Bienvenue en Osterthal, un petit pays germanophone d’Europe centrale proche de la Suisse et dont la capitale se nomme Vaghen. Nous suivons notre héroïne qui, poursuivant son éternelle fuite en avant, se lance sur les traces de cette jeune femme aux traits si proche des siens. Pour se faire, elle explore Vaghen dans les années 2000 et, telle une historienne, se met en quête de documents, de lieux et d’indices qui lui permettent de remonter le temps pour tenter de comprendre qui était réellement Dana et ce qu’elle a vécu en 1937. Une époque qui voit arriver à grands pas la Seconde Guerre Mondiale avec la montée du fascisme.
La pirouette de la contrée imaginaire, un élément cher à l’auteur qui y voyait une touche fantaisiste, permet au scénario de s’affranchir d’une véracité historique pouvant parfois entraver le bon développement d’une histoire. Ici, la population visée par l’extrême droite est celle des Vagérans, et les nazis ont pour incarnation les miliciens de «l’ombre brune». L’iconographie utilisée pour ces derniers est d’ailleurs plus qu’explicite, et pas besoin de longues palabres pour savoir à qui nous avons à faire. La nouveauté de ce nouvel épisode édité par Microids se trouve du côté des deux personnages jouables avec la nécessité d’incarner Dana Roze en plus de Kate. Celle-ci est une jeune pianiste virtuose de 19 ans qui doit faire face à ses premiers émois sur fond de guerre débutante. Une dimension autobiographique assumée puisque la famille de Benoit Sokal est originaire d’Europe de l’Est et a du fuir le nazisme.

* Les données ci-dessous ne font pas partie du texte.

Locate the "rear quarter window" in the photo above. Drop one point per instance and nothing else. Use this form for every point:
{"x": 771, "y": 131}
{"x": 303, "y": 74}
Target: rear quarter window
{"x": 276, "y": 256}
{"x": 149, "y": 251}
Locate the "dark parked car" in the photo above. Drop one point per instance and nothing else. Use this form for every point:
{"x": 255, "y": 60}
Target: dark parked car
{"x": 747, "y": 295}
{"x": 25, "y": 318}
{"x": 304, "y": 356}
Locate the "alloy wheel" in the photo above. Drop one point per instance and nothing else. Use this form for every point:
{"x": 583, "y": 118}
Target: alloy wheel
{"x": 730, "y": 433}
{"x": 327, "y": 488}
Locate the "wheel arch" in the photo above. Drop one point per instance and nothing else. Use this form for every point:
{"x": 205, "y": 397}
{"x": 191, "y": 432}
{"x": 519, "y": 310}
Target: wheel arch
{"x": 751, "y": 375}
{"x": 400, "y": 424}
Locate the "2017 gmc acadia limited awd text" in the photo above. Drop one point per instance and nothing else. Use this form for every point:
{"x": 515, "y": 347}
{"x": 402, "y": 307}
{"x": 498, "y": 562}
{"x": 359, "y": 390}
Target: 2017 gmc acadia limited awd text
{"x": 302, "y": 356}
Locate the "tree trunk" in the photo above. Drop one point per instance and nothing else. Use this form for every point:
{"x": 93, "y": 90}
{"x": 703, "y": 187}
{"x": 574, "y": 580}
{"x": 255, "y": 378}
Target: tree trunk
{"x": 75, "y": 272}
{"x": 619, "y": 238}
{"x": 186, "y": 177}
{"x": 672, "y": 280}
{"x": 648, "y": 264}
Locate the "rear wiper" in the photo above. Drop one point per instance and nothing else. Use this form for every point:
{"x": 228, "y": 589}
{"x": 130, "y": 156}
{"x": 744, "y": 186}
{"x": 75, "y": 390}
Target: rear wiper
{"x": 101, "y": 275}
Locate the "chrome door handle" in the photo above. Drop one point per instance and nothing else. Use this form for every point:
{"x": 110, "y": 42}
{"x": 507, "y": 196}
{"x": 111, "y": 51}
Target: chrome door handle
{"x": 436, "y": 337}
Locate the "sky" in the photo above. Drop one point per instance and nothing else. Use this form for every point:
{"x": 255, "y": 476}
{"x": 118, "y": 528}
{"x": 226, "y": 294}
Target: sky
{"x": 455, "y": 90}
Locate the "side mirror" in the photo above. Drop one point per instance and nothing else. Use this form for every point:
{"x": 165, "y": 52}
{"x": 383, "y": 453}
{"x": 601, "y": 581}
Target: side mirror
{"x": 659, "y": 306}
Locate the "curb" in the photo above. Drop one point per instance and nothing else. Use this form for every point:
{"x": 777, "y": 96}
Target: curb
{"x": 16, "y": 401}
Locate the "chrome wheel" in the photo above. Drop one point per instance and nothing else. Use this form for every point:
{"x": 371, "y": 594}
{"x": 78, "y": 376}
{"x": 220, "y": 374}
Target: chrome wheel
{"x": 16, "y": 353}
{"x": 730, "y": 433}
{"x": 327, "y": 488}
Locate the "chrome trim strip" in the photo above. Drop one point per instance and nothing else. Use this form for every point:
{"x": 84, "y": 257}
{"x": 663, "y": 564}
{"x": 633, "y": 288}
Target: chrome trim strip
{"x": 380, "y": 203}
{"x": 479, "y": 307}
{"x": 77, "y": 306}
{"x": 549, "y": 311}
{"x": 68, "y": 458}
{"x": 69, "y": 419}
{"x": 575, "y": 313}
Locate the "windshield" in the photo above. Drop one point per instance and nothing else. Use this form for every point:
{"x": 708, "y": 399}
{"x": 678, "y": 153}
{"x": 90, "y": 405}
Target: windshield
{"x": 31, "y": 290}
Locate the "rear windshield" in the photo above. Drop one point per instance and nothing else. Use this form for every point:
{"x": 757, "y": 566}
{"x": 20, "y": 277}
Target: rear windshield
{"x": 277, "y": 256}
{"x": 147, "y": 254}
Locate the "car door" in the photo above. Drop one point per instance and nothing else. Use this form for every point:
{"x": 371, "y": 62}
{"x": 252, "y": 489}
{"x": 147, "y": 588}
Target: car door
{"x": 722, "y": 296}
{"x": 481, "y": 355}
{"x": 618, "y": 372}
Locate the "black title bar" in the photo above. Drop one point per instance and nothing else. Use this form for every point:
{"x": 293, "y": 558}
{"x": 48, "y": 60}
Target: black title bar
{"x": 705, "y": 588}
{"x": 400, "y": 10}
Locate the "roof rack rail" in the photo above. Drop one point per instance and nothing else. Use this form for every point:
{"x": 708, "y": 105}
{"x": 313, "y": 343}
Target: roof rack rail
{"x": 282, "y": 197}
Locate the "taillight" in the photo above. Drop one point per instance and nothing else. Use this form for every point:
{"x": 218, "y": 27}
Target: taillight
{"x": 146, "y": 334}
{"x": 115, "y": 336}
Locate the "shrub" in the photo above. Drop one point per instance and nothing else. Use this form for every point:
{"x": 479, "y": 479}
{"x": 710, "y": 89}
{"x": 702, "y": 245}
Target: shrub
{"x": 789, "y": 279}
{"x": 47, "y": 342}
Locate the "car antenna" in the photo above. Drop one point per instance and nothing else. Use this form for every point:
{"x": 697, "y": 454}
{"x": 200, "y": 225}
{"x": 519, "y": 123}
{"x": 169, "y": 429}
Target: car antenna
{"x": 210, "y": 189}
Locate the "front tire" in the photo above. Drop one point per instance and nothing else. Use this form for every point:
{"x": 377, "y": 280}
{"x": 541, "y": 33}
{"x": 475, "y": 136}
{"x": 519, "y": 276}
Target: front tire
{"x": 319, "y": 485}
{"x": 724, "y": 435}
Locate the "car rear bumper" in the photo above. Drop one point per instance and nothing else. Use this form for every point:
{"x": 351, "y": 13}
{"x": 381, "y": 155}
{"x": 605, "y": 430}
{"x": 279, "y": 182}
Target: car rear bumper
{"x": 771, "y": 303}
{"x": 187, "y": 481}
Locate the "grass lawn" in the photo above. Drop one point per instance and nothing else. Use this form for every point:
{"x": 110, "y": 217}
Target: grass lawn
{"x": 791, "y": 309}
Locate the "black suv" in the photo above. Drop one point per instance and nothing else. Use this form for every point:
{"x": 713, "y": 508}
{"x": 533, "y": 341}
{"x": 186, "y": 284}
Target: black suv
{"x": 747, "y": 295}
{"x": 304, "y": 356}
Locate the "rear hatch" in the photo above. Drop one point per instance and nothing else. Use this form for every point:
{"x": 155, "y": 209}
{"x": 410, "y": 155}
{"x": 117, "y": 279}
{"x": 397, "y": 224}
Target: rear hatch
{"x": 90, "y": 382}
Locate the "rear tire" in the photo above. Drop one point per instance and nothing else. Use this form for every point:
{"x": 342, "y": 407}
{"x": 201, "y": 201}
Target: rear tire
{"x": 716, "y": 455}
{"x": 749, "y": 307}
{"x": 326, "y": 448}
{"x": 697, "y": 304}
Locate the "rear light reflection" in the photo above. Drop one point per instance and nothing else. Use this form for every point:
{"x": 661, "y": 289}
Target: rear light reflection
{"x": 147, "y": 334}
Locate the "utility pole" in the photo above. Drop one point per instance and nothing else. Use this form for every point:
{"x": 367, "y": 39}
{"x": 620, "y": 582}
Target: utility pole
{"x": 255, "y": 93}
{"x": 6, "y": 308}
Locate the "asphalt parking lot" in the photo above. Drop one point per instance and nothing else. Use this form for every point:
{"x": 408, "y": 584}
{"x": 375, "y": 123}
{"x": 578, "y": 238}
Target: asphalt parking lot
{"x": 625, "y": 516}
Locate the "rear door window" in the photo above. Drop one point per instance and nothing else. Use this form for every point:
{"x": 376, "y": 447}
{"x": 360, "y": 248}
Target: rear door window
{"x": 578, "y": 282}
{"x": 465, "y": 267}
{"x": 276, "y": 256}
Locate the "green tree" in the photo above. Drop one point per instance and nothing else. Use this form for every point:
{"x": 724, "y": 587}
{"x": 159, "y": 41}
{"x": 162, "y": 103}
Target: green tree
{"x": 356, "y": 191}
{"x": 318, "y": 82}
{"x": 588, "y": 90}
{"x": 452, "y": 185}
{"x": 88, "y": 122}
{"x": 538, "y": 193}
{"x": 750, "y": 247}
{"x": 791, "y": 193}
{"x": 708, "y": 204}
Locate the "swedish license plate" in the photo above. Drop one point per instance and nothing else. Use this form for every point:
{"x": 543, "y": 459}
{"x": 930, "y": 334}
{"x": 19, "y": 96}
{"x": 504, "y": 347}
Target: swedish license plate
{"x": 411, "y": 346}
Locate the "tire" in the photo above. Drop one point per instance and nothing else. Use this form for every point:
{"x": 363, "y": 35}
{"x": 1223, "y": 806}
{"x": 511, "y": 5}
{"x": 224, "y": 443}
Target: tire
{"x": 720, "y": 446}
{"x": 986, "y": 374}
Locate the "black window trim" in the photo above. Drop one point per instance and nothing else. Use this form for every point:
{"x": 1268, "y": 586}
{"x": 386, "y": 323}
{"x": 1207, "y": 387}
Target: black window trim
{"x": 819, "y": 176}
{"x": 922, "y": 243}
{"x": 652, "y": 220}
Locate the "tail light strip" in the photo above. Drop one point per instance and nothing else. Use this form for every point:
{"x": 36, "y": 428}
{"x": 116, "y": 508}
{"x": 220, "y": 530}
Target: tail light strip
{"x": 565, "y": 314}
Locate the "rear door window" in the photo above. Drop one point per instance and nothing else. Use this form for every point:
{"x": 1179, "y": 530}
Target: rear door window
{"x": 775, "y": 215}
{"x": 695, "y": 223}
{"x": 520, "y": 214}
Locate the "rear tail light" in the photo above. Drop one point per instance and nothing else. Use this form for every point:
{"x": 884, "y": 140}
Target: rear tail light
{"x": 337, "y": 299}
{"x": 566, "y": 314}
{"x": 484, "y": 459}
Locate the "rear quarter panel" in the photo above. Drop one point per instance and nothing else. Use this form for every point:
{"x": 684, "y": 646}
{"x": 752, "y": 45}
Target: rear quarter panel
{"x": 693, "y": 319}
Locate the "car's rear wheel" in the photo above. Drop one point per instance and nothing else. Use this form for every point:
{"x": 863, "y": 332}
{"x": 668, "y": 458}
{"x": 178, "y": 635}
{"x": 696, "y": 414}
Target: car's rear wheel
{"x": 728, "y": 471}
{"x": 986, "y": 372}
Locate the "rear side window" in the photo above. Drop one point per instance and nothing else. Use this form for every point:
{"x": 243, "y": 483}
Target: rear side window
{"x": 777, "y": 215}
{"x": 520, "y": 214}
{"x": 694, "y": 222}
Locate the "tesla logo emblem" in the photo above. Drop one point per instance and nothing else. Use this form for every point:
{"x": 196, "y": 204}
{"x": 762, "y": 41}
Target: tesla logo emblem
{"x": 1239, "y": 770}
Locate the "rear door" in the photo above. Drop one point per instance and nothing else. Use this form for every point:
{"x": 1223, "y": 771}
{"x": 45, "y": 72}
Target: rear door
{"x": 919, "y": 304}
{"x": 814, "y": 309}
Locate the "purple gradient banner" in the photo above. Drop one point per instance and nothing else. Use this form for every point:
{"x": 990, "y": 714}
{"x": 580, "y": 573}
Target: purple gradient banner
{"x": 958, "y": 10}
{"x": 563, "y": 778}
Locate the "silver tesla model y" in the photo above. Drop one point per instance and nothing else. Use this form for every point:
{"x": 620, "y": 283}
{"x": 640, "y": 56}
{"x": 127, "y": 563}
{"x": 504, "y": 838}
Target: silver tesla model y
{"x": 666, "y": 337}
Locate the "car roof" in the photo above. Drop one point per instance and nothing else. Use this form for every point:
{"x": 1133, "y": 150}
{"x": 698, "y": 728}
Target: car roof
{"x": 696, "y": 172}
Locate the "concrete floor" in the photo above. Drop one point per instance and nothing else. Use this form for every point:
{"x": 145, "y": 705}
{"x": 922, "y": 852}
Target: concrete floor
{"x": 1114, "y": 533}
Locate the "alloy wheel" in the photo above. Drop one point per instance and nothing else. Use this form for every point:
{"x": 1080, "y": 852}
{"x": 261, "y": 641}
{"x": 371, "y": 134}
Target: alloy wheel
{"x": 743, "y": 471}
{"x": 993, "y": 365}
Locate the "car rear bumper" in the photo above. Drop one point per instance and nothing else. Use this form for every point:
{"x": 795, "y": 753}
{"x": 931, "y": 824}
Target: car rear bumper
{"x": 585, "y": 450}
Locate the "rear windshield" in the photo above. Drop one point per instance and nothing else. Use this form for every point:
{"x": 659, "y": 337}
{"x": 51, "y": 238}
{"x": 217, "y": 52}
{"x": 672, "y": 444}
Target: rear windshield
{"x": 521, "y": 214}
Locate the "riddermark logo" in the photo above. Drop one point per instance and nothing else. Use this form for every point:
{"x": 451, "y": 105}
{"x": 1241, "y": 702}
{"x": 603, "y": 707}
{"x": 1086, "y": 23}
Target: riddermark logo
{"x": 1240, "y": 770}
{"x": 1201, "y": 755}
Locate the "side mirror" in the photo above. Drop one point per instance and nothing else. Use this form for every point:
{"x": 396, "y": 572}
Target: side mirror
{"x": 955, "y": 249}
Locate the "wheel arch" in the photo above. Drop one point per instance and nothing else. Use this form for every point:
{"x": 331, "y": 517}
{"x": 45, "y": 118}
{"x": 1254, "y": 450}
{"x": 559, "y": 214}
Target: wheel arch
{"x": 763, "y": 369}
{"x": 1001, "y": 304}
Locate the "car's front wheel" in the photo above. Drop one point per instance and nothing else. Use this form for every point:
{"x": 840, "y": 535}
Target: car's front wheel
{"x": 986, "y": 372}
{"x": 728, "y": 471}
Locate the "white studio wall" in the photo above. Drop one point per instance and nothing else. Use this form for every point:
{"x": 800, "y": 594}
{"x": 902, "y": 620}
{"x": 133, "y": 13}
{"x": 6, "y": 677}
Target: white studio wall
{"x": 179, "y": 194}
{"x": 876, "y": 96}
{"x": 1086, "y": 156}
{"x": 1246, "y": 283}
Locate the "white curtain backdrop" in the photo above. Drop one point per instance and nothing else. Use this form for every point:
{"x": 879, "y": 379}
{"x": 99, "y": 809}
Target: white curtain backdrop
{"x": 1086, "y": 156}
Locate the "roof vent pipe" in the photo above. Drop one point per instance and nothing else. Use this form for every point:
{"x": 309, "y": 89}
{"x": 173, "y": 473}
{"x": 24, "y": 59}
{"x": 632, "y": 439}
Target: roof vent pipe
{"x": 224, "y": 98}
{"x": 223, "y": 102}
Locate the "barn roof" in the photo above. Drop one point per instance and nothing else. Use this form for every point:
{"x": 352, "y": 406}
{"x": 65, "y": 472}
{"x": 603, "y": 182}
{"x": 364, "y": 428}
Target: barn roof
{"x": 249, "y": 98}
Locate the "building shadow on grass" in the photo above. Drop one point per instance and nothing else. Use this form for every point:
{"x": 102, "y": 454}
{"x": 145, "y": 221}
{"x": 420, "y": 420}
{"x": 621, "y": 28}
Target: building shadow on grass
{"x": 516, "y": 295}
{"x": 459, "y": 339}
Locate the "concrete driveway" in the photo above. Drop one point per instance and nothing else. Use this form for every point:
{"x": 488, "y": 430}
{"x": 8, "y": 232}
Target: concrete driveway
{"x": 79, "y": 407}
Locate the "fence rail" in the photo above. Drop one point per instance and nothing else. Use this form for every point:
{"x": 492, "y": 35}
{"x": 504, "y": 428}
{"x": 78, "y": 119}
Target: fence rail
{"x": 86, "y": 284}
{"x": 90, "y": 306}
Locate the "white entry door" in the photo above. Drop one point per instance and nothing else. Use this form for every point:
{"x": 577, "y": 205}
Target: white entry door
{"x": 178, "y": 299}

En passant d’une jeune femme à l’autre, nous explorons ainsi les différentes lignes temporelles qui s’offrent à nous. Les automates Voralberg sont également de la partie et nous avons le plaisir de retrouver Oscar. Moins présents que dans les itérations précédentes, ces machines tiennent toujours une place importante et essentiel au charme du jeu. Fidèle aux racines de la licence, Syberia: The World Before nous présente donc un univers cohérent et réaliste bien qu’avec une certaine pointe de fantastique, même si cette dernière est moins importante que par le passé.
Pour servir cette aventure, le titre bénéficie d’une direction artistique et d’un design très agréables. Les graphismes sont clairement les plus aboutis de la série et la qualité visuelle du titre mérite d’être soulignée. L’ambiance de Vaghen est celle d’une ville aux allures d’un Paris des années folles, transportée dans une capitale d’Europe de l’Est. Avec son esthétique art-déco, la cité, tant dans les années 30 qu’au XXIème siècle, respire une certaine mélancolie slave qui rend parfaitement compte de l’histoire qui est ici narrée. Il est ainsi possible d’emprunter un tramway digne de celui de Prague depuis un arrêt typique du métropolitain francilien. Conduit par un automate Voralberg, on profite du voyage pour admirer l’urbanisme de la ville et les terrasses des bistrots typiquement parisiennes.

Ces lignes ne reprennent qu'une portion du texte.